The best birds of the trip for me were the result of an emergency morning supply run to Schull.

Having enjoyed a few Med gulls in the harbour we made for the Croagh Estuary. I had often checked the north arm of this estuary in the past, pegging it as the potential site for Ireland's first Snowy Egret, but had never had the time to check the western arm.

With the north arm, indeed having a good count of Little Egrets (another rare bird for Finland we had enjoyed all through the trip), we made our way to the western arm. 

Driving down the length of this arm, checking the various egrets, gulls and godwits, we initially saw nothing here. It was only coming back up the estuary that we saw a few more egrets, hidden behind a bank that were invisible from viewpoints on the eastward drive.

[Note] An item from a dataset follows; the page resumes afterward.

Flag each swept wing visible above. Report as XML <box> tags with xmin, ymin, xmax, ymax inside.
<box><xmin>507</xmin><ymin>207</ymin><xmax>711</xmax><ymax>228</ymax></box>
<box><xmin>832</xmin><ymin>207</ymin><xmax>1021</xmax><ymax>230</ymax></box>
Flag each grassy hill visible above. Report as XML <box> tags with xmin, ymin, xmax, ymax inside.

I raised my bins and was delighted to see the middle of three egrets had a gleaming yellow bill! A great score for my first visit to the site.

A quick set up of the scope and it was clear that two of the three egrets were indeed Cattle Egrets.

It's been over 13 years since I found Ireland's ninth individual, at the famous red benches in Clonakilty, a true mega at the time.

Now their status has changed dramatically, reduced to trash ever since Robert Vaughan found the last good one at Kilcoole, preceding a massive influx of the species.

I made an effort to see many of those birds at the time here

They've been prone to little influxes since, and there seems to be one going on at the moment.

Nonetheless I was delighted with the find, still a classy looking bird, and felt suitably rare at this haggard estuary in west Cork.

There's something about Cattle Egrets. Despite the vast numbers of cattle in the country, and even with the prospect of this species breeding in Ireland (I had a pair sitting in an egret colony in Waterford many years ago I suspect did the deed), they still seem bizzare following cows around on the oul sod.

As we left the area, headed back to Mizen, we passed the rest of the Mizen household, shamefully leaving Mizen to twitch a couple of Cow Sniffers. Needless to say they were ridiculed. 

Cattle Egrets - Brian McCloskey

An enjoyable visit home, catching up with lots of friends and family and enjoying good birds and food around the country.

Thanks to the lads on Mizen for a very pleasant stay on the old stomping grounds.